Is it the duty of the Abuja Environmental Authority to impose punitive and primitive measures like publicly flogging children even without setting up a study team to find out why more and more children are becoming street hawkers and many others dot the street begging for alms during school hours?
Are the various agencies under the Federal Capital Territory administration not synergizing their operations to ensure that Abuja residents are adequately informed of why bad environmental attitudes like defecating or urinating in public must be halted in order to prevent future health consequences to members of the public? Why has there been no deliberate effort on the part of the current set of ministers to take practical measures to stop Abuja from becoming the smelling capital of Africa in spite of the obscenely huge budgetary releases to the ministry by the Federal Government?
Why do we see too many Abuja residents and visitors stand shamelessly and urinate or even defecate publicly in the city and satellite areas? Are there no laws against these bad attitudes that pose adverse public health problems if not tackled and confronted frontally?
The United States City of California has what it calls code of ordinances on health and sanitation. Specifically chapter Six point seventeen of that statute completely outlaws the urination or defecation in public.
The code of ordinances in that chapter cited above provides that; “No person shall urinate or defecate in or on any street, sidewalk, alley, plaza, park, bench, public building or public maintained facility, or in any place open to the public or exposed to public view.
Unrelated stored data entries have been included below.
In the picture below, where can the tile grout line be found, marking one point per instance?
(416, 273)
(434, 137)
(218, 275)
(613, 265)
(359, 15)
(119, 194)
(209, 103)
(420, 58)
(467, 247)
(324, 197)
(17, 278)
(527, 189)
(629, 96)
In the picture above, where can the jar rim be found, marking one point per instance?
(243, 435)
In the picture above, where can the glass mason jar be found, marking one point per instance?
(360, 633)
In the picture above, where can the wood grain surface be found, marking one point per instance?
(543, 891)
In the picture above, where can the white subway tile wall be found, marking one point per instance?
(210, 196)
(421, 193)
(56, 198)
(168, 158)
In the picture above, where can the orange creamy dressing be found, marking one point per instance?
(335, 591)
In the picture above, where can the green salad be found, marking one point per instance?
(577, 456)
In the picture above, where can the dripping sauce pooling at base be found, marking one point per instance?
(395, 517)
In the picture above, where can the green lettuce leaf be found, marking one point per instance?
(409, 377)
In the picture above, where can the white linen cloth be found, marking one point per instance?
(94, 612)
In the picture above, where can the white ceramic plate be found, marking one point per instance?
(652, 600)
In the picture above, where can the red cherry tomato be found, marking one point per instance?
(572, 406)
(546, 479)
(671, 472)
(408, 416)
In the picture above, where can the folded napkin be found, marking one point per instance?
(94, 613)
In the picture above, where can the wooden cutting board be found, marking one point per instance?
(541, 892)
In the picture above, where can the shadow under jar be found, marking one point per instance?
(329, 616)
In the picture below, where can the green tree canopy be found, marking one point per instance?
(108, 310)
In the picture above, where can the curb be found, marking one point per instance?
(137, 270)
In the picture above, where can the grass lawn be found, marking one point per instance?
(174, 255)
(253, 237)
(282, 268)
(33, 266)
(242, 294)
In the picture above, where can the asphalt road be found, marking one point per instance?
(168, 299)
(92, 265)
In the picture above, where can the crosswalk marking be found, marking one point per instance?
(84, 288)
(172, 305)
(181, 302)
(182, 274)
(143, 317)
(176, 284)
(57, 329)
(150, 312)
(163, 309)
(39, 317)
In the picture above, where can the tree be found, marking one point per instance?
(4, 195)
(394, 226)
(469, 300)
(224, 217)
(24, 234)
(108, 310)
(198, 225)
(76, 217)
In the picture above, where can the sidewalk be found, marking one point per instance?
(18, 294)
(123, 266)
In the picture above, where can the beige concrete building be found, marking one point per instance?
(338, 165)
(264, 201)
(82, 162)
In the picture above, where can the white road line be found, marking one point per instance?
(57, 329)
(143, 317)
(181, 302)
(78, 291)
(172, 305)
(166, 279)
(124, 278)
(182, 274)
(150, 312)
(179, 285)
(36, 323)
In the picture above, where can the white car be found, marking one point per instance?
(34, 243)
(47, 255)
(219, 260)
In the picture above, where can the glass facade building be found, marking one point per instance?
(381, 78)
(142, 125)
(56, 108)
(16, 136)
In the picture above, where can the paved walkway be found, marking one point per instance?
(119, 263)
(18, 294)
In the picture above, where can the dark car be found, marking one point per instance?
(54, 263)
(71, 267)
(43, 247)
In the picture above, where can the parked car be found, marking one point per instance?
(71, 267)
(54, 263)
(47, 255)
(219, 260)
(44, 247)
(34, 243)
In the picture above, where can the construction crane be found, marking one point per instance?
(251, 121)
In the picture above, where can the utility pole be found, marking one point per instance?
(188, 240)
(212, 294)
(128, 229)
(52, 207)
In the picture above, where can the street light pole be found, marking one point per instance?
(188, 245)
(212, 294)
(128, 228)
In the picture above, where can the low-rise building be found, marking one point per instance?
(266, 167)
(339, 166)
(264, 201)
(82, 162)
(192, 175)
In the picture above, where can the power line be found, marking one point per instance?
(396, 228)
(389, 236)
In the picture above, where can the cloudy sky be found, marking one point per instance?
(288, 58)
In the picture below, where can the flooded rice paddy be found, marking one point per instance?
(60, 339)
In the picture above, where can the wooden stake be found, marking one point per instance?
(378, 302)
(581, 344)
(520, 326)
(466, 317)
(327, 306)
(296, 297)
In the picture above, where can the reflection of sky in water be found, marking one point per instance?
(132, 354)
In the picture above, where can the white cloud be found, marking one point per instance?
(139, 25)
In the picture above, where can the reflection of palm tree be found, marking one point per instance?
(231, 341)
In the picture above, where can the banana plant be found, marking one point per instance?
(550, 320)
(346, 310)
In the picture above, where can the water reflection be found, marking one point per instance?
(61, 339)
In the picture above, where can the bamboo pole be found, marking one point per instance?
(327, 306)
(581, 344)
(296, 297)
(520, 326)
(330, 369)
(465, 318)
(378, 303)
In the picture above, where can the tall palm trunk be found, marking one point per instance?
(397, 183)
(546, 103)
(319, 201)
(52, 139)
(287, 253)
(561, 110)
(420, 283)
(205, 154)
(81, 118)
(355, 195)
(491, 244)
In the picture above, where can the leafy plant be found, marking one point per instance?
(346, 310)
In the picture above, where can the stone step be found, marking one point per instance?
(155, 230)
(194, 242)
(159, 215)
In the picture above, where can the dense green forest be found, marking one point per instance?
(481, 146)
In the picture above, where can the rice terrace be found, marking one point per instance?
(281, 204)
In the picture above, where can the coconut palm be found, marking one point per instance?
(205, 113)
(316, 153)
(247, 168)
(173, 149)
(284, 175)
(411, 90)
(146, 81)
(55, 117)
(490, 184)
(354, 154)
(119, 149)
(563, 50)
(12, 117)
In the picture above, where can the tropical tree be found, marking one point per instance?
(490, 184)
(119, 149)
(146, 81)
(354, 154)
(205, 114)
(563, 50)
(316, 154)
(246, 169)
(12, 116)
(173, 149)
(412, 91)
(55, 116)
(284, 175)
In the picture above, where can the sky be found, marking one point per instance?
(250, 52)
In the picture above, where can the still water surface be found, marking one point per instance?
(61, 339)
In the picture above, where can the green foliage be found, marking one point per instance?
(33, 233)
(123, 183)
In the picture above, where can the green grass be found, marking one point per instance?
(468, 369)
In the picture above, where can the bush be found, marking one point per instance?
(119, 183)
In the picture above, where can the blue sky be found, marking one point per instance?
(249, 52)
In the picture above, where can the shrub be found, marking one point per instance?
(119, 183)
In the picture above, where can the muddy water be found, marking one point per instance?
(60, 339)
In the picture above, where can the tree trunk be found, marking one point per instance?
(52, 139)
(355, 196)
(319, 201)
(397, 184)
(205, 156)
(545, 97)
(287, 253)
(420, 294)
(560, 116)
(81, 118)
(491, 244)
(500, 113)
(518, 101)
This section shall not apply to urination or defecation which is done in any restroom or other facility designed for the sanitary disposal of human waste. Any person who violates this section is guilty of a misdemeanor”.
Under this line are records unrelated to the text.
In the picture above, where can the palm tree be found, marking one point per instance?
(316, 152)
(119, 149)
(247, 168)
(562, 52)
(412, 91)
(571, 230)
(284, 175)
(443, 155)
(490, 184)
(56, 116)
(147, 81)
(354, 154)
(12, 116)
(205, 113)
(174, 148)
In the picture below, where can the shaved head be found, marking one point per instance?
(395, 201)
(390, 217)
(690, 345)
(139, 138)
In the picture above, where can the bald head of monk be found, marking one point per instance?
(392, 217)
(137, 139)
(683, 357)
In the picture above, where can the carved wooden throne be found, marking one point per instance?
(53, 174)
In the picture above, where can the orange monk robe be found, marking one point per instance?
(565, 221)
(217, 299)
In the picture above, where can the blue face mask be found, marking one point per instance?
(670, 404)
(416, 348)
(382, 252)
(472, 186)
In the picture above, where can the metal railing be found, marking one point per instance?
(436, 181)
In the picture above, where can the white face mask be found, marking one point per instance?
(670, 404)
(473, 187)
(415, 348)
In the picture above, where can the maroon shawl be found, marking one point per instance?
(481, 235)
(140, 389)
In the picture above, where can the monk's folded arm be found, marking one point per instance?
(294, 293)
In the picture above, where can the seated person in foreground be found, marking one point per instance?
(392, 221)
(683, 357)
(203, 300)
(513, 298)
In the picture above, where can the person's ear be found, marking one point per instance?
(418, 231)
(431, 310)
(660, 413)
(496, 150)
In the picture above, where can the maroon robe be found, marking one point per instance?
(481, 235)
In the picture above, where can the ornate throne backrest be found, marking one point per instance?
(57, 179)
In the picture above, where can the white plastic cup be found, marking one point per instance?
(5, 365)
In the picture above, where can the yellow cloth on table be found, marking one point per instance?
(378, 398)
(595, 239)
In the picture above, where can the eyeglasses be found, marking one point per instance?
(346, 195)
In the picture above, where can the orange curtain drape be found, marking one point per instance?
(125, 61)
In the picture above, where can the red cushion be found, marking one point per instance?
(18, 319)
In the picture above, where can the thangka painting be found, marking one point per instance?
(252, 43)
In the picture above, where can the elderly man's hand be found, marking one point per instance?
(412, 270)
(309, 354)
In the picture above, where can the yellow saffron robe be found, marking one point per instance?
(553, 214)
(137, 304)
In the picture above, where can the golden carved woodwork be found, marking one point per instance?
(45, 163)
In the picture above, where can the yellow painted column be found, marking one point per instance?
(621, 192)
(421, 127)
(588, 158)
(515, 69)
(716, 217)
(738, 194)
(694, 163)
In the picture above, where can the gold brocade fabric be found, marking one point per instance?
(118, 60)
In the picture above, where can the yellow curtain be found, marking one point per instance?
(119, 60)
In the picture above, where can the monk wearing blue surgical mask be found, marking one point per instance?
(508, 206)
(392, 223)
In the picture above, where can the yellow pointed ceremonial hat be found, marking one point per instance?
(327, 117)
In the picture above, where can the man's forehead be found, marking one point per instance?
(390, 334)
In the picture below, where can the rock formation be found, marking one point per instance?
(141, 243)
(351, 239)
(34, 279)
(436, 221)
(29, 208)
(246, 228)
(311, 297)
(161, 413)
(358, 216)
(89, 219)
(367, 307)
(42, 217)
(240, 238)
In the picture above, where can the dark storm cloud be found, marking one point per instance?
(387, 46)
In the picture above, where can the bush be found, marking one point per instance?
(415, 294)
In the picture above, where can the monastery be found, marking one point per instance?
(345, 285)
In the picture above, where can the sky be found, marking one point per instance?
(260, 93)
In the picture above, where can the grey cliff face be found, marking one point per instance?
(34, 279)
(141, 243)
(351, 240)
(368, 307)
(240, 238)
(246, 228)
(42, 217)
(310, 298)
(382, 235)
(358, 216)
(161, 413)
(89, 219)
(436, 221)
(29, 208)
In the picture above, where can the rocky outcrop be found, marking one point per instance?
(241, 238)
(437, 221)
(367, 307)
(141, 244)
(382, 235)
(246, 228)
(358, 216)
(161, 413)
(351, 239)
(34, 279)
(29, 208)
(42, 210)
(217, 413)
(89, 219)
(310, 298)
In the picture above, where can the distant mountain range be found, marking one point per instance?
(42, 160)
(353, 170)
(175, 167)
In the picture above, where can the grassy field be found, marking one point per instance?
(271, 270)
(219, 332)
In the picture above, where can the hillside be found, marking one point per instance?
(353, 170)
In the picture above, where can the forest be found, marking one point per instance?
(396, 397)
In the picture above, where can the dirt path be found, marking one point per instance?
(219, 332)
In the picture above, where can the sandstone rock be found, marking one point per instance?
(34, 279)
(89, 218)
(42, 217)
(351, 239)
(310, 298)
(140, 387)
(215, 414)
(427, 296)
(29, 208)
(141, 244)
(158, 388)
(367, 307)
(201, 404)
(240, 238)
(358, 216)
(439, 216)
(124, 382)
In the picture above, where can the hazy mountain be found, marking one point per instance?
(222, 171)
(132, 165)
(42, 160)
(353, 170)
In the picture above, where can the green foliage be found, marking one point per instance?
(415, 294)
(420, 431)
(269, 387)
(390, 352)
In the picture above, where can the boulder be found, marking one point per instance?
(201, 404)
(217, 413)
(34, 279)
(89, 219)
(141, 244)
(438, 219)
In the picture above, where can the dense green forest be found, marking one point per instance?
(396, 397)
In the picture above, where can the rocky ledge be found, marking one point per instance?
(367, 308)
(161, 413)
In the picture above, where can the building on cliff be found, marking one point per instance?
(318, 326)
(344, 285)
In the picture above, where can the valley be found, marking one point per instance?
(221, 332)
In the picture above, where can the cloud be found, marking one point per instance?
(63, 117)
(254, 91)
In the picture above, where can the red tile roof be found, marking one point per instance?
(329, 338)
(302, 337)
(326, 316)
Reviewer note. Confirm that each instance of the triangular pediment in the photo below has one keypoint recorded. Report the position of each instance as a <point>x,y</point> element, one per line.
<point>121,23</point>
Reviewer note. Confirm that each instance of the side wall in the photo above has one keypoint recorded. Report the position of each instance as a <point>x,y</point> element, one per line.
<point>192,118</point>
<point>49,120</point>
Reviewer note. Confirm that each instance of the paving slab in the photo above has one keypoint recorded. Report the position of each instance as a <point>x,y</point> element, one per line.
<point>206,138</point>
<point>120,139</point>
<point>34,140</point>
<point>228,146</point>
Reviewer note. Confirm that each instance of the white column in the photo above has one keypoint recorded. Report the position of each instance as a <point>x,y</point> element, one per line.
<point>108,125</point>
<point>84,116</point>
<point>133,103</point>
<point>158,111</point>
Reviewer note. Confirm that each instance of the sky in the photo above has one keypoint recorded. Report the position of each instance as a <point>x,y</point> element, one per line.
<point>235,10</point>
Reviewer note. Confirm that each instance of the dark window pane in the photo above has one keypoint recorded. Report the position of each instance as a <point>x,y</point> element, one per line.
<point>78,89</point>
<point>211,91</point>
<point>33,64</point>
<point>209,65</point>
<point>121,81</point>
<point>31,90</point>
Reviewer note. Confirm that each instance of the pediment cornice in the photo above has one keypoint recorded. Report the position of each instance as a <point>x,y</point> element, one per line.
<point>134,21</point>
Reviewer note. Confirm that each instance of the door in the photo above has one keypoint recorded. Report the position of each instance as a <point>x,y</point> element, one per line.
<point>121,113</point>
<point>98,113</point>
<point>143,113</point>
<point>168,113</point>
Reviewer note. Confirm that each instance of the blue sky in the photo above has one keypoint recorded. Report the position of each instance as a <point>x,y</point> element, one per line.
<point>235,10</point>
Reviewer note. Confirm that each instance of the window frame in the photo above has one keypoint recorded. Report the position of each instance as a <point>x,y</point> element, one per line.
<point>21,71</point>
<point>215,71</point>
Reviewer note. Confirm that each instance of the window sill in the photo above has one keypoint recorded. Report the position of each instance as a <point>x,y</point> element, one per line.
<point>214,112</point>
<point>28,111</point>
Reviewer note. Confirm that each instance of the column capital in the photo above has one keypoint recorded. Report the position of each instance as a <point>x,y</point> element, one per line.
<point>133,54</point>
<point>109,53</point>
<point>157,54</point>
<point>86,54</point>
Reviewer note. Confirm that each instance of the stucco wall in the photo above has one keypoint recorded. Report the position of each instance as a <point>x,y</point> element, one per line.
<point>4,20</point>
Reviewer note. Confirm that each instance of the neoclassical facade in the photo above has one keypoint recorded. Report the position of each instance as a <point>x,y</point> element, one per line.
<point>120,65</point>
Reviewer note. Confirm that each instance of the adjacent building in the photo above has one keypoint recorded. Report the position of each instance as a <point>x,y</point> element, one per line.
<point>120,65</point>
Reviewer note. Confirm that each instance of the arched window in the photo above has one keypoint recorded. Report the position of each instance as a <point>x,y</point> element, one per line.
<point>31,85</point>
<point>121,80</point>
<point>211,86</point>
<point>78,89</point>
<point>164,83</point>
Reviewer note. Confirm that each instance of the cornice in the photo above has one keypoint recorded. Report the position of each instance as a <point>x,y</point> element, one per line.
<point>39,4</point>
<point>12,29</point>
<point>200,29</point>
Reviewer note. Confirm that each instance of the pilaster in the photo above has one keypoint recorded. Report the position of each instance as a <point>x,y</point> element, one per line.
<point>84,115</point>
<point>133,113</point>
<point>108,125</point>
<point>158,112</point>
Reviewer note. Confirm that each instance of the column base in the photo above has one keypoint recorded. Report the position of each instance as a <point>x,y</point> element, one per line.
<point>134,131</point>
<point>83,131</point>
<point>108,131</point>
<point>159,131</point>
One brilliant Afghan writer Nazanin Shafahi in a piece titled: “Effects of Waste and dirtiness on our health and wellbeing”, was as concerned as I am too when she observed that “health and well-being is undoubtedly a chief concern of every human being”.
For Dr. Sattar, if the garbage produced by families is not properly discarded, it can cause the outbreak of serious illnesses. Meanwhile, if it is left in open air it can contaminate the environment, spreads with the flow of wind, enters into body through breathing and can cause dangerous diseases. It also mixes with the open food and beverages sold on roads and causes typhoid, nausea and vomiting.
There are little things we do in Abuja like spitting on the road sides, throwing out garbage from our fast moving cars and other environmentally unfriendly attitudes that we must check and eliminate either through voluntary action or by way of legislation if we want Abuja to become the dream city that we all seek.
The news media were awash with stories that the Lagos waste management Authority hired over one thousand volunteers to clean up campaign posters that have defaced most beautiful sites of the city. But in Abuja, these campaign posters and bill boards are ubiquitous and the relevant authority is not even thinking about innovative ways of restoring the environmental beauty that these campaign posters have defaced.
The Lagos state governor is known for his good and quality leadership skills but in Abuja, the political leadership in the thinking of some political analysts is so very colorless and totally lacking in charisma that an analyst is unable to categorize it.
Channels of discussions between the Abuja political authority and the people is so restricted that it is almost impossible for the two ministers to get useful feed backs on how Abuja has become so filthy and sooner if remedial actions are not adopted, foreign tourists will look elsewhere because no human being is happy when the environment stinks. Abuja residents must appreciate the goodness in the saying that cleanliness is next to Godliness and stop urinating or defecating publicly. Those who stand in public places to puff their cigarettes and weeds must be sternly sanctioned because they too pose serious health challenge to members of the public.
* Emmanuel Onwubiko heads Human Rights Writers’ Association of Nigeria.